Bonito é um adjectivo que normalmente não necessita de aspas. Porém, este jogo não deveria ser bonito mas sim deslumbrante, e é aqui que a Polyphony arrisca a única hipótese de vir a perder a pole position para a concorrência a curto ou médio prazo. Graficamente o jogo é muito competente, com uma enorme atenção ao detalhe e uma menção especial para os horizontes longínquos de cada percurso (looking at you Dragon Trails). Não posso no entanto deixar de falar na concorrência. Este jogo está ao nível gráfico de Forza Motorsport 7 na Xbox Series X e aqui encontramos o único grande erro do jogo. Forza 7 é um jogo de 2017 da geração anterior de consolas, com um update gráfico de nova geração lançado em 2020 que iguala a qualidade de GT7. O seu irmão, Forza Horizon 5, mesmo sendo outro género de jogo de condução, ultrapassa largamente a qualidade gráfica de GT7. Assim como Forza Horizon 5, a próxima entrada na série com Forza Motorsport 8, que estará para breve, já não suporta a geração anterior de consolas. Aqui está o erro da Sony, o de manter GT7 como um jogo compatível com a PS4. Na PS5 nota-se que por mais que se utilizem texturas e outros atributos, o estúdio está limitado na capacidade de criação. Se Forza 8 conseguir igualar a experiência de condução de GT7 e, inevitavelmente, ultrapassar largamente a qualidade gráfica deste último, então a série Gran Turismo arrisca-se a regressar ao segundo lugar para o qual foi atirada desde que Forza 6 foi lançado.

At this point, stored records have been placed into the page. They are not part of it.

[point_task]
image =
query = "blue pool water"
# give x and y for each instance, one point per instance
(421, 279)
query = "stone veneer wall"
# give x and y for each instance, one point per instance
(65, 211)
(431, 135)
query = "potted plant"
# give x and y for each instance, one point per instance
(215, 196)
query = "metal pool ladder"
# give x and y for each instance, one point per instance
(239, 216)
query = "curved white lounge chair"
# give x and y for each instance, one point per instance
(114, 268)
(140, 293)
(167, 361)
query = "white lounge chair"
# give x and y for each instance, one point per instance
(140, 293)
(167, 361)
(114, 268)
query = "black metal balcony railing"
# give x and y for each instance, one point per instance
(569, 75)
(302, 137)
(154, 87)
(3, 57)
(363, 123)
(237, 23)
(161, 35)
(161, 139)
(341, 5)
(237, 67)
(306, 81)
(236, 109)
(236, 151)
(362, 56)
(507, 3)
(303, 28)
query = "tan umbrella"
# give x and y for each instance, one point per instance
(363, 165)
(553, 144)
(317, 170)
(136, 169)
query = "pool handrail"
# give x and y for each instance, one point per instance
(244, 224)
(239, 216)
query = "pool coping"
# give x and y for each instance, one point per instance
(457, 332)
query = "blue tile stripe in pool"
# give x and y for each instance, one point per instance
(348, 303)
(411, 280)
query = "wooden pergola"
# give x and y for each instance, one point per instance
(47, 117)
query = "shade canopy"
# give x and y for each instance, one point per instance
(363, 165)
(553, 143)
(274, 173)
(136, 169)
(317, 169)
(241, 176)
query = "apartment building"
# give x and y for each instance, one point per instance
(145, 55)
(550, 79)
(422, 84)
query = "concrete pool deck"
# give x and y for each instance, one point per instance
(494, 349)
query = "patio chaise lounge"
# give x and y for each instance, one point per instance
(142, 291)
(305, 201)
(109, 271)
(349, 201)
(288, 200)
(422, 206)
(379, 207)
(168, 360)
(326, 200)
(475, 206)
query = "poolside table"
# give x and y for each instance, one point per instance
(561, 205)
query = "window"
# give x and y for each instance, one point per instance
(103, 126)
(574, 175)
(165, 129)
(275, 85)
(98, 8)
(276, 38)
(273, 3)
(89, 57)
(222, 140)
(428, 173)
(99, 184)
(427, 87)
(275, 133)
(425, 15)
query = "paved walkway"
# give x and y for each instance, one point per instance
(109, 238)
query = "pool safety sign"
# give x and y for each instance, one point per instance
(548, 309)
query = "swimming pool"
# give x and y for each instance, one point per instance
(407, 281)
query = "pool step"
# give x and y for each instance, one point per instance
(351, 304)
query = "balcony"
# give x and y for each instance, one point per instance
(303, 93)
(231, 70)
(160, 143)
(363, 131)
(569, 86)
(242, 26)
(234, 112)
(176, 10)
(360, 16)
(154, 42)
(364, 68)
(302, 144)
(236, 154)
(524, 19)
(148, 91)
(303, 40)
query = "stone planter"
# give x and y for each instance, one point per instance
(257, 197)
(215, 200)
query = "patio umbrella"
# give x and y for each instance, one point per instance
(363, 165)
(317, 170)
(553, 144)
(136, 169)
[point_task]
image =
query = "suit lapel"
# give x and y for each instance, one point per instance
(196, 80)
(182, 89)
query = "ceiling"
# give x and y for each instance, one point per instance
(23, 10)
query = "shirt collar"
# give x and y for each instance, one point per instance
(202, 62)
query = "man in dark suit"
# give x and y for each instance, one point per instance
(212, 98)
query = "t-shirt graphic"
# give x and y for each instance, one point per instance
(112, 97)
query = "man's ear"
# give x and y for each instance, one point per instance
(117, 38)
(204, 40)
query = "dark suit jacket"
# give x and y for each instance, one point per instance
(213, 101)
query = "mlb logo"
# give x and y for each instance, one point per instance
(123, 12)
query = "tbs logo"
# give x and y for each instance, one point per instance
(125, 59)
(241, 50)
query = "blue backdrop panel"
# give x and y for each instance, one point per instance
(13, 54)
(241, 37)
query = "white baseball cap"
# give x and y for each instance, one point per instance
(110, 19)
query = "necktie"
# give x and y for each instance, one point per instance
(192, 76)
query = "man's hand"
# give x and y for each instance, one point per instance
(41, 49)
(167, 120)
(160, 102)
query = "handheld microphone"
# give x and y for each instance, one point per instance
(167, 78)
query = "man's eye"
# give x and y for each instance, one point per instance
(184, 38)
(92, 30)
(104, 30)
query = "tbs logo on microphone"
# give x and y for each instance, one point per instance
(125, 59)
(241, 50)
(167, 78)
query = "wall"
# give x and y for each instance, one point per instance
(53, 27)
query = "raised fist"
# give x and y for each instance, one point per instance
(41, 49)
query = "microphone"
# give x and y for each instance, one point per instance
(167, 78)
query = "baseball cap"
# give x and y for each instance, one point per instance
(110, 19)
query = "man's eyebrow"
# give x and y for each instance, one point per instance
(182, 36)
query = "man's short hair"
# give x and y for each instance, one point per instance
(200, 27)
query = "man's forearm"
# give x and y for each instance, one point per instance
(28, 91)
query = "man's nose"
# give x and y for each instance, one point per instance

Há que chegar ao Bairro Alto com estilo!
Há algo no entanto que GT7 faz melhor que Forza e outros jogos e isso é o posicionamento da câmara quando usada a perspectiva de estrada. Nesta vista é usual que todos os elementos visuais à nossa frente nos pareçam mais baixos do que deveriam ser, o que retira o realismo aos jogos. GT7 coloca essa câmara mais alta e o cenário é reproduzido na escala perfeita, o que torna a experiência livre da estranheza em outros títulos.
Mas como não há bela sem senão, o Ray Tracing só está disponível nos replays e nos modos de fotografia e vistas. É uma decepção que o jogo seja anunciado com Ray Tracing na PS5 mas não seja possível utilizar o mesmo ao longo da corrida.

Não esperem esta qualidade durante a corrida.
Sem reiventar a roda, mas reiventando o Time Trial
Time trial é um modo de jogo quase tão antigo como o nascimento dos jogos de condução digital, onde temos que passar em cada checkpoint o mais rápido possível para ganhar mais tempo até este se esgotar. A Polyphony reinventa a rod… o time trial, com a utilização de músicas como se de um jogo de ritmo se tratasse. Vamos conduzindo ao som de várias músicas e, quando o tempo se está a esgotar, a imagem vai perdendo a sua cor progressivamente e o volume da música vai descendo. Nunca um time trial foi tão divertido e para quem joga com volante e pedais vai ser complicado não estar a bater o pé ao longo da corrida.

Antes da conclusão, uma surpresa para quem acompanha a série há 25 anos. Com uma PS5 e o seu SSD, o carregamento das pistas é praticamente instantâneo.
Resumindo, Gran Turismo 7 assume novamente a liderança dos jogos de condução, voltando às suas origens e à vontade de dar um enorme salto em cada novo título. A jogabilidade de condução incrível, o feedback háptico do Dual Sense, o regresso da campanha acompanhada de uma quantidade enorme de conteúdo diferenciado, e o respeito pela história e cultura da indústria automóvel com informação infindável sobre carros, marcas e momentos marcantes. Infelizmente, não deram o salto gráfico que esta geração merecia e arriscam-se a não perceber através do espelho que vem a caminho um jogo para o ultrapassar na recta final. Contudo, Gran Turismo 7 não deixa de ser, na PlayStation, o jogo obrigatório para os amantes da condução e para todos aqueles que o queiram experimentar pela primeira vez.